Inferring Demographic Data of Marginalized Users in Twitter with Computer Vision APIs

Inferring demographic intelligence from unlabeled social media data is an actively growing area of research, challenged by low availability of ground truth annotated training corpora. High-accuracy approaches for labeling demographic traits of social media users employ various heuristics that do not scale up and often discount non-English texts and marginalized users. First, we present a framework for inferring the demographic attributes of Twitter users from their profile pictures (avatars) using the Microsoft Azure Face API. Second, we measure the inter-rater agreement between annotations made using our framework against two pre-labeled samples of Twitter users (N1=1163; N2=659) whose age labels were manually annotated.

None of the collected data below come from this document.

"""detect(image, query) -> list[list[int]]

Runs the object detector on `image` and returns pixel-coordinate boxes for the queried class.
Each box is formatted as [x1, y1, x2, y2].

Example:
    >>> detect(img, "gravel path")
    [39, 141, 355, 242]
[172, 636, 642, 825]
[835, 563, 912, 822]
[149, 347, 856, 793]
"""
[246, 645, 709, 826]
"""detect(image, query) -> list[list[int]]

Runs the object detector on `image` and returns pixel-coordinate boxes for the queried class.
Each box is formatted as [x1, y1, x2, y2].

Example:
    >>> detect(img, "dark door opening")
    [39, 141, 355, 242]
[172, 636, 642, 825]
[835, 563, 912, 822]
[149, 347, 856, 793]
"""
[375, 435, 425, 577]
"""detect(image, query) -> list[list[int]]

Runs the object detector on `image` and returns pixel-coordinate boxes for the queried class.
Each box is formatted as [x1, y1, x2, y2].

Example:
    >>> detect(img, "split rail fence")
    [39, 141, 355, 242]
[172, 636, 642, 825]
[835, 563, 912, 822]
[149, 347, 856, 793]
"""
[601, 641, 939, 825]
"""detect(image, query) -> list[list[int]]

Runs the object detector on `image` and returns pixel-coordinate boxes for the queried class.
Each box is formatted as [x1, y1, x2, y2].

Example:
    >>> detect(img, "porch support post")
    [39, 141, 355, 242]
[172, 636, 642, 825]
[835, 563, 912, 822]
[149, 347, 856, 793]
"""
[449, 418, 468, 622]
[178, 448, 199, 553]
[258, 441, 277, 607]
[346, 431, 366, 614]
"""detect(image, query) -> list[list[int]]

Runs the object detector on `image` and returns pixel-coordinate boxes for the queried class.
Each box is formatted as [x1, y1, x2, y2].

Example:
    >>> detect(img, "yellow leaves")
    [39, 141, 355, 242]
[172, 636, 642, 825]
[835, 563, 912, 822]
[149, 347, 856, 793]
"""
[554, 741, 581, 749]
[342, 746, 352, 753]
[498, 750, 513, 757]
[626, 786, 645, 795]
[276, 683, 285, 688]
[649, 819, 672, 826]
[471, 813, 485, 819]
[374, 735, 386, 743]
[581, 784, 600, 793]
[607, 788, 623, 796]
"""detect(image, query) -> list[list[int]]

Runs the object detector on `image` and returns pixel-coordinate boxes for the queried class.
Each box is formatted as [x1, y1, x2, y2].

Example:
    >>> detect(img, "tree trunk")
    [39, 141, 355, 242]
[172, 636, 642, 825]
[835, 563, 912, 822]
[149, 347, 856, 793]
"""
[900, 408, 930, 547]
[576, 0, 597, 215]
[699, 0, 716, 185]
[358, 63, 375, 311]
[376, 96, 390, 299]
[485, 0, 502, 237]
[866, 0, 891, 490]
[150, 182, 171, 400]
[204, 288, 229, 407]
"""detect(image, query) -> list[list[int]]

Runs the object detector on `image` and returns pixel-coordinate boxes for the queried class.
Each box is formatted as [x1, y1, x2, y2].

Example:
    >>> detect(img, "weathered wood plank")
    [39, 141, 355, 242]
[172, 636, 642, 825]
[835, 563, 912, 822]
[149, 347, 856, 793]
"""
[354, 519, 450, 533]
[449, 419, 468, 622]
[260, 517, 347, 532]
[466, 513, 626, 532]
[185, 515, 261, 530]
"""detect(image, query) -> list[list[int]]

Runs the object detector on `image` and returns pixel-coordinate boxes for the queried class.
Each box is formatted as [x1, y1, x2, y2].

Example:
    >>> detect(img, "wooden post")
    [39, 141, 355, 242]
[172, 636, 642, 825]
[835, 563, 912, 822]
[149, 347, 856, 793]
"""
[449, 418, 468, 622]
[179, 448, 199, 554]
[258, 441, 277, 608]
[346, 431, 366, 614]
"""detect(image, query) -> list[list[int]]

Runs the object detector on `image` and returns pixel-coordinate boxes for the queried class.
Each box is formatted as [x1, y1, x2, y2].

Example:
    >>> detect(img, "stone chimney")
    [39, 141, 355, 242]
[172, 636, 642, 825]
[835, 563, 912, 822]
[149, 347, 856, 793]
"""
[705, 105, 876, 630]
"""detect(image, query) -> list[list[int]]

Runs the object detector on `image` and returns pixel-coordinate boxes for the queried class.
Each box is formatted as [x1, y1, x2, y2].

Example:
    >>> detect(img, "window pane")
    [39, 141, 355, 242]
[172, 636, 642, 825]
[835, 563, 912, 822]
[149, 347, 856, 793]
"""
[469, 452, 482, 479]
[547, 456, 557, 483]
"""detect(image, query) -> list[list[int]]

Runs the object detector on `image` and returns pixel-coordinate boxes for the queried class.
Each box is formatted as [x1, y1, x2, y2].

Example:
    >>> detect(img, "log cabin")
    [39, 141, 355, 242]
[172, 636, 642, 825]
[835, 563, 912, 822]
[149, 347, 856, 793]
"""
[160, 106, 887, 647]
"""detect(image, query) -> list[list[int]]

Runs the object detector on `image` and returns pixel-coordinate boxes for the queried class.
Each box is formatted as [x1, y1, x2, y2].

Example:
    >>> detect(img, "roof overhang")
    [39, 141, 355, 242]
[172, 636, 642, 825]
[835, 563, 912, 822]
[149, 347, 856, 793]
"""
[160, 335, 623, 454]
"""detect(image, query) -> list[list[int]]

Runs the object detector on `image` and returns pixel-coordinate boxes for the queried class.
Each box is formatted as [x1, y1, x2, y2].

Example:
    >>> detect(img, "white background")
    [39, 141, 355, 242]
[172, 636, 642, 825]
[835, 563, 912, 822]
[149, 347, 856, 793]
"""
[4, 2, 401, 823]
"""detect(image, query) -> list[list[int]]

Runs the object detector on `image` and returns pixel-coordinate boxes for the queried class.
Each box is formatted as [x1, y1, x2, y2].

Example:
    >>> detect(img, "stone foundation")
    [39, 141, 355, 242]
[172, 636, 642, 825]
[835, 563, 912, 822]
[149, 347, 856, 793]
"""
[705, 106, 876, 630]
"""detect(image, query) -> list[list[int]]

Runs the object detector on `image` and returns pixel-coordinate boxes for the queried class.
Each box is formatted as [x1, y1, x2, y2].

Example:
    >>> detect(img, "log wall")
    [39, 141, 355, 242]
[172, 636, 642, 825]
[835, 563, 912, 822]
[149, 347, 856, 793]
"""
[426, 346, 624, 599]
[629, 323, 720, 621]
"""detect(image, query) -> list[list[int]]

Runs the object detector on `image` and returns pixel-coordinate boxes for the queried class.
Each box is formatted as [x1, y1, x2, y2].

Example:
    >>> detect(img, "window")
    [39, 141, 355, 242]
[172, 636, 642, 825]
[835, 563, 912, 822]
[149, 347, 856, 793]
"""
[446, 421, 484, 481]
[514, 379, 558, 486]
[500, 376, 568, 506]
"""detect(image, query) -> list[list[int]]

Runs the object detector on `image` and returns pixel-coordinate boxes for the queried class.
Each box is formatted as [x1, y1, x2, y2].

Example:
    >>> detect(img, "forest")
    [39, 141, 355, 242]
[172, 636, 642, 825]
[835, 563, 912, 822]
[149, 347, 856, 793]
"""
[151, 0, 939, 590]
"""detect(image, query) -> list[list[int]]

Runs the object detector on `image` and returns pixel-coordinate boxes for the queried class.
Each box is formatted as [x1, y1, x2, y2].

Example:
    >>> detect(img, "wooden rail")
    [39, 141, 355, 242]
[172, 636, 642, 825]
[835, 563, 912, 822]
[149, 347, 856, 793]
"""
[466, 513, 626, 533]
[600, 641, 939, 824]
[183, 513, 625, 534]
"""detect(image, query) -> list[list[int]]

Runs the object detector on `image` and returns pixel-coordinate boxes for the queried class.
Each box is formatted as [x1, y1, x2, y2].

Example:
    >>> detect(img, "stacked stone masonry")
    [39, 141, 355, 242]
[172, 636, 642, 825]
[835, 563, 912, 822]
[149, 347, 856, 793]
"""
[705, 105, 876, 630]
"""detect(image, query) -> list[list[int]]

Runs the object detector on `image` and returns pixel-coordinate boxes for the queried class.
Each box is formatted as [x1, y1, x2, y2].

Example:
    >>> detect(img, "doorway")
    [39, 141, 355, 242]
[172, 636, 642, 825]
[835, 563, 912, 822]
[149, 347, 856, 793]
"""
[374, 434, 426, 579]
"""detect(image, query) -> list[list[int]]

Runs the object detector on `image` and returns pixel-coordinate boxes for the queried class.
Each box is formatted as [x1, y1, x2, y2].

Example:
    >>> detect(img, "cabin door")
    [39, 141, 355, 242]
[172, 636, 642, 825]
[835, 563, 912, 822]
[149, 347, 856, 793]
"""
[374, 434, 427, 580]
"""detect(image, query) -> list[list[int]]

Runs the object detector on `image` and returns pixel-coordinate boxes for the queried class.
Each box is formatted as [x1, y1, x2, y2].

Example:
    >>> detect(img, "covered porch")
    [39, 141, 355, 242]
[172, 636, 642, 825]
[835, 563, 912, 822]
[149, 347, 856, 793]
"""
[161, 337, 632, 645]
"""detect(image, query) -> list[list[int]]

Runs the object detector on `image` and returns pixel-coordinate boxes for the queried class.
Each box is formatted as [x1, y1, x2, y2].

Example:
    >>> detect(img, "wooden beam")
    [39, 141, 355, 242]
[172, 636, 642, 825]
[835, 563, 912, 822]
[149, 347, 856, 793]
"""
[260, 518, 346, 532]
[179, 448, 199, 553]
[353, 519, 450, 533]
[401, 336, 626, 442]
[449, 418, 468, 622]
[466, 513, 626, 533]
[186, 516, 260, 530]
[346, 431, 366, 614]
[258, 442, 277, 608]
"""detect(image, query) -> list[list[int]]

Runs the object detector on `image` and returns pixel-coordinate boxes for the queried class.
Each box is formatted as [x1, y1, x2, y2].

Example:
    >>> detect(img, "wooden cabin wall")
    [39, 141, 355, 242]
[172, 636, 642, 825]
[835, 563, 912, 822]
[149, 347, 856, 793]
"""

Our results indicate that the strength of the inter-rater agreement (Gwet’s AC1=0.89; 0.90) between the gold standard and our approach is ‘very good’ for labelling the age group of users. The paper provides a use case of Computer Vision for enabling the development of large cross-sectional labeled datasets, and further advances novel solutions in the field of demographic inference from short social media texts.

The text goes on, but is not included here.